Friday, December 06, 2024

The Pacifica Quartet and Anthony McGill

San Francisco Performances presented the Pacifica Quartet last Tuesday at Herbst Theater in a conservative yet stimulating program. The quartet started with Dvorak's 1893 String Quartet in F Major, "American", a charming piece incorporating a few "native" tunes and Red-eyed Vireo bird calls that Dvorak picked up during his three-year residency in the United States. I heard the Friction Quartet play this a couple of years ago and I wrote: "They gave an intense performance that was lively and interesting throughout, though I usually prefer my Dvorak a little gentler." The Pacifica performance was much gentler and if it leaned on the side of dullness, the playing and the music itself were genuinely beautiful. (Pictured are Simin Ganatra, violin; Mark Holloway, violin; Brandon Vamos, cello; and Austin Hartman, viola.)
The guest star of the evening was Anthony McGill (above), the principal clarinetist of the New York Philharmonic who has been performing and recording chamber music with the Pacifica Quartet for a few years. Composer Ben Shirley's 2020 High Sierra Sonata is one of the four pieces on their 2022 recording American Stories, and it comes with quite a backstory. Bassist for Epic Records for 25+ years, alcoholic and drug addict whose descent bottomed out in LA's Skid Row in 2011, marathon runner with a group from the Midnight Mission homeless shelter, scholarship student to the SF Conservatory of Music, Shirley finally became a working composer for film and concert stages and is currently living in Ohio.
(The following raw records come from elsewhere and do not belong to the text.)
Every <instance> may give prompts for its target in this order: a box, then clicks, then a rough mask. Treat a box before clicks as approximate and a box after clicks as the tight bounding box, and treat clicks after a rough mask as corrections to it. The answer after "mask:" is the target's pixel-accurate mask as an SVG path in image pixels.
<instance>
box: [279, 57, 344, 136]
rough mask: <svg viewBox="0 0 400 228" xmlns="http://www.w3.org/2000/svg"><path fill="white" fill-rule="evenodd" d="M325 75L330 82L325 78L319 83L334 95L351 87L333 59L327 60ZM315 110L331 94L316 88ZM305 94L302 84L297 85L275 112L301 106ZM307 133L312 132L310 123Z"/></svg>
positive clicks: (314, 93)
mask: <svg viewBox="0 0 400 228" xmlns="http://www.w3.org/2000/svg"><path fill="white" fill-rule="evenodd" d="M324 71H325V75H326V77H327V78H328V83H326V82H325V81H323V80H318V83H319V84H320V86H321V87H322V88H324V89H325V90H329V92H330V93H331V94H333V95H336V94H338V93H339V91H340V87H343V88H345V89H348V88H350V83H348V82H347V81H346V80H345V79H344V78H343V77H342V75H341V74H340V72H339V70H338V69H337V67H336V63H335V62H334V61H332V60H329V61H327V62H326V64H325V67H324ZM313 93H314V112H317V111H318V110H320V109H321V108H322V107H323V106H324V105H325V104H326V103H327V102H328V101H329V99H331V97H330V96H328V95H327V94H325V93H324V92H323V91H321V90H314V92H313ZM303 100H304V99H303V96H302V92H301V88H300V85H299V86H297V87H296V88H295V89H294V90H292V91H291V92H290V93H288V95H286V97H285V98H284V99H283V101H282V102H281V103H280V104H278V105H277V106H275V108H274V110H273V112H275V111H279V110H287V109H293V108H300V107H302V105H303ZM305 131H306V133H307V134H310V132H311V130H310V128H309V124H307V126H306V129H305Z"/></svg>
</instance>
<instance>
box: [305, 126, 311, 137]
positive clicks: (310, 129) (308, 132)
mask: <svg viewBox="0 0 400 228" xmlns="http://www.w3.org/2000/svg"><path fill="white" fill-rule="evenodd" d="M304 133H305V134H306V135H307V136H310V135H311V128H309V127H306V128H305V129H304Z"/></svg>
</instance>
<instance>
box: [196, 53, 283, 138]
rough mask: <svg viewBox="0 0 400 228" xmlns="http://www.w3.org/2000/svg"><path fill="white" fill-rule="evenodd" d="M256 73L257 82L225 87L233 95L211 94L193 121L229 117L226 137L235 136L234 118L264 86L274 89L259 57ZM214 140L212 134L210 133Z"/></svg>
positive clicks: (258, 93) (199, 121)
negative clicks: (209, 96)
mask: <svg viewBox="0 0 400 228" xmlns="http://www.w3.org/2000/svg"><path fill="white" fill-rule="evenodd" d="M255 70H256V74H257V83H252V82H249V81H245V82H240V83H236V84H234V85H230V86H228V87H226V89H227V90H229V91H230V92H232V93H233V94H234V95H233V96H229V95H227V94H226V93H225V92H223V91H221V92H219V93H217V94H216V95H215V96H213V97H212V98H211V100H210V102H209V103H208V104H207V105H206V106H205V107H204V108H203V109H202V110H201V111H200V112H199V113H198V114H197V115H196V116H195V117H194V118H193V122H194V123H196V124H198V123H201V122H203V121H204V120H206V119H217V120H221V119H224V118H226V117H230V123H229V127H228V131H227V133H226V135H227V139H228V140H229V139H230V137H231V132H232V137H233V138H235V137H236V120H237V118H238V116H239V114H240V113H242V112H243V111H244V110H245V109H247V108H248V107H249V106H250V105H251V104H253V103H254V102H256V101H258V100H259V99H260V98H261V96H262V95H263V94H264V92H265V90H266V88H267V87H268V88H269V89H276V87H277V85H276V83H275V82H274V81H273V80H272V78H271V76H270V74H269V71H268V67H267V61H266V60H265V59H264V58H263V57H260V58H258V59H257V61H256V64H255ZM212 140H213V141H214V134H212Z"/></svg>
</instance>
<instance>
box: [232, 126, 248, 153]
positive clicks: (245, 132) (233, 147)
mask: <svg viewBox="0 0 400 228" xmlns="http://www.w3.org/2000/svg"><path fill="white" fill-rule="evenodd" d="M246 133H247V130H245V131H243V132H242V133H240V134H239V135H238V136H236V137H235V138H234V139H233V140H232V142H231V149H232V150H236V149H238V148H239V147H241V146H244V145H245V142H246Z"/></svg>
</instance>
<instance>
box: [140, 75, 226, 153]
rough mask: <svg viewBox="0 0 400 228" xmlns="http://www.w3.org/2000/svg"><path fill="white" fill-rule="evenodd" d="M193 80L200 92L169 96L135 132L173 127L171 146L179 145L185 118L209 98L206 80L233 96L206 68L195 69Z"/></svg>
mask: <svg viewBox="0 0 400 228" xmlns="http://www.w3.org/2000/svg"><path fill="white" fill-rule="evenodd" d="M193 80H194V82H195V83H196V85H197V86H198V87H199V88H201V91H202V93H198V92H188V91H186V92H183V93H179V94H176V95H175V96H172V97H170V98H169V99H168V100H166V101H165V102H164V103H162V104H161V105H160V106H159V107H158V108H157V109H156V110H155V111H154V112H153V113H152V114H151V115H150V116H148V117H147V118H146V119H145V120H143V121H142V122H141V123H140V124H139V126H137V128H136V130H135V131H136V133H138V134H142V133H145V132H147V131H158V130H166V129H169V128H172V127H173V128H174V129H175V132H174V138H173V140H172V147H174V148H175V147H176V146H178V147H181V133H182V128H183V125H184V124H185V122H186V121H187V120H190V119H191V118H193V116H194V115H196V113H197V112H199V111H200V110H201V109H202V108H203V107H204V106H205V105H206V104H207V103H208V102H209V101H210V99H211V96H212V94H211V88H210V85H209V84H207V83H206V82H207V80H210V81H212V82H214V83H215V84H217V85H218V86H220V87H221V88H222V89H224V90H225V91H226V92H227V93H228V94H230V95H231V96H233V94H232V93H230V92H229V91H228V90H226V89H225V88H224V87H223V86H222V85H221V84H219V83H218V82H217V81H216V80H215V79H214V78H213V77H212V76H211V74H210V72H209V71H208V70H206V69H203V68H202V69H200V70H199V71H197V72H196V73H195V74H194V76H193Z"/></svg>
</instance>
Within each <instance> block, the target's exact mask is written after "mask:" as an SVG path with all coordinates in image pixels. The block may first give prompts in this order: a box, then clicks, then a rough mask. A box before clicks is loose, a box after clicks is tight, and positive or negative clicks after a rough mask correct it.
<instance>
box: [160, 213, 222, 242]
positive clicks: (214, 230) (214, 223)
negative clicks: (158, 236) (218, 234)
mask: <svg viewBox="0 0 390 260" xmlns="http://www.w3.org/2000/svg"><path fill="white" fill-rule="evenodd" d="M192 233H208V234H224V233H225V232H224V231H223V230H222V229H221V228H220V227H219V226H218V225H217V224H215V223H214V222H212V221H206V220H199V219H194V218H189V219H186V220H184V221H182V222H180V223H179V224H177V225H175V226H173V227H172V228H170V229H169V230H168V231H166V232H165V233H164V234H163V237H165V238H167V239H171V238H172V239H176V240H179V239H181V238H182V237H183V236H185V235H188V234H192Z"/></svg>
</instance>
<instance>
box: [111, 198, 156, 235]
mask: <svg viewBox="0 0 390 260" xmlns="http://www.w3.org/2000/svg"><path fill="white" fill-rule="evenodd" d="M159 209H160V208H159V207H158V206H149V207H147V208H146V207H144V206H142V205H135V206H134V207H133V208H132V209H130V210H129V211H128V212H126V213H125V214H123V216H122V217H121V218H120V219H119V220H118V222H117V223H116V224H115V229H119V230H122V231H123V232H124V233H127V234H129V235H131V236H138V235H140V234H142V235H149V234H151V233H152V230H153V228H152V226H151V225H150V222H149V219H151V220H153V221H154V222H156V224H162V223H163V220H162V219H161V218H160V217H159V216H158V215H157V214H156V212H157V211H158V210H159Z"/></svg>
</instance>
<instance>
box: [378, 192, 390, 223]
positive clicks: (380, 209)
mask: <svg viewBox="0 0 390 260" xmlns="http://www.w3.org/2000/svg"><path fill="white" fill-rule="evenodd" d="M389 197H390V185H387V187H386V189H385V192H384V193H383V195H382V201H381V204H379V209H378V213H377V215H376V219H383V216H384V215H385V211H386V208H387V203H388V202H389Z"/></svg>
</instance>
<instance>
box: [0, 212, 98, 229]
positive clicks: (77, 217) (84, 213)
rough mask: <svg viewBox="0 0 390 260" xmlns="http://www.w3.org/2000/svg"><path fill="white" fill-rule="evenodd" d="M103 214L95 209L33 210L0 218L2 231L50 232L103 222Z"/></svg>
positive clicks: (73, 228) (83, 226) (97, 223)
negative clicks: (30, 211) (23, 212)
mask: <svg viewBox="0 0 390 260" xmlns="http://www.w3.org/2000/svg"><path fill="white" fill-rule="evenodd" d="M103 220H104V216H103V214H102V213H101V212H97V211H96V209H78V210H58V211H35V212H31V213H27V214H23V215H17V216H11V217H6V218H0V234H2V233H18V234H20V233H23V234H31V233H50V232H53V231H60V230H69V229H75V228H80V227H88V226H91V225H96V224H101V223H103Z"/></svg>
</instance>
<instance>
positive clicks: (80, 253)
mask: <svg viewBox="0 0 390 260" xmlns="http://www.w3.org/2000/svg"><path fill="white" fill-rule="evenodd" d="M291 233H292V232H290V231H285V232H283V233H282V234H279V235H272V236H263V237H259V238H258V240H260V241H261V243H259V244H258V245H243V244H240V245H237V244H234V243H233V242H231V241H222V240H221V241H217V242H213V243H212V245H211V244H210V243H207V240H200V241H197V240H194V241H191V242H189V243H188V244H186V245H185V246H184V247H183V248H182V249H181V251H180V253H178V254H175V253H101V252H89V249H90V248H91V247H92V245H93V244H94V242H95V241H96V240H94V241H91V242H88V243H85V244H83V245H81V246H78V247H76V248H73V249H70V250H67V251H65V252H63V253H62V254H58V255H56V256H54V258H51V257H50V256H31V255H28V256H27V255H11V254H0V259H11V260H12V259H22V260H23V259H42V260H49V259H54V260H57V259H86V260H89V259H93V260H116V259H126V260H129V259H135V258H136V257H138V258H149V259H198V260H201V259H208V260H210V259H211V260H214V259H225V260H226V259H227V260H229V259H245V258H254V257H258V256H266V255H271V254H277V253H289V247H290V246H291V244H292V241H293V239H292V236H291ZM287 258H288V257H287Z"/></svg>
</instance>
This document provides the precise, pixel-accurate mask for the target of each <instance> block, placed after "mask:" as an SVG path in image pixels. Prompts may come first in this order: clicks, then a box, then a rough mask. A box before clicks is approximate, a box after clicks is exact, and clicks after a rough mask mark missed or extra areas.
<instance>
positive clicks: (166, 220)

The three-movement High Sierra Sonata is a consistently pretty, tuneful work that sounded a bit like an extension of Dvorak's American scene painting. Lisa Hirsch at SFCV liked it a lot while Stephen Smoliar at The Rehearsal Studio did not. I was in the proper mood and enjoyed it thoroughly, especially the opening sound effects that sounded like wind going through pine needles.
After intermission, the Pacifica Quartet and Anthony McGill gave a masterful performance of the 1891 Brahms Quintet in B Minor for Clarinet and Strings. The quintet is one of the last things Brahms ever composed, and it's long, serious, utterly gorgeous, and ultimately sad. I had a recording as a teenager and have heard it on classical radio for decades but this was the first ever live performance. It did not disappoint.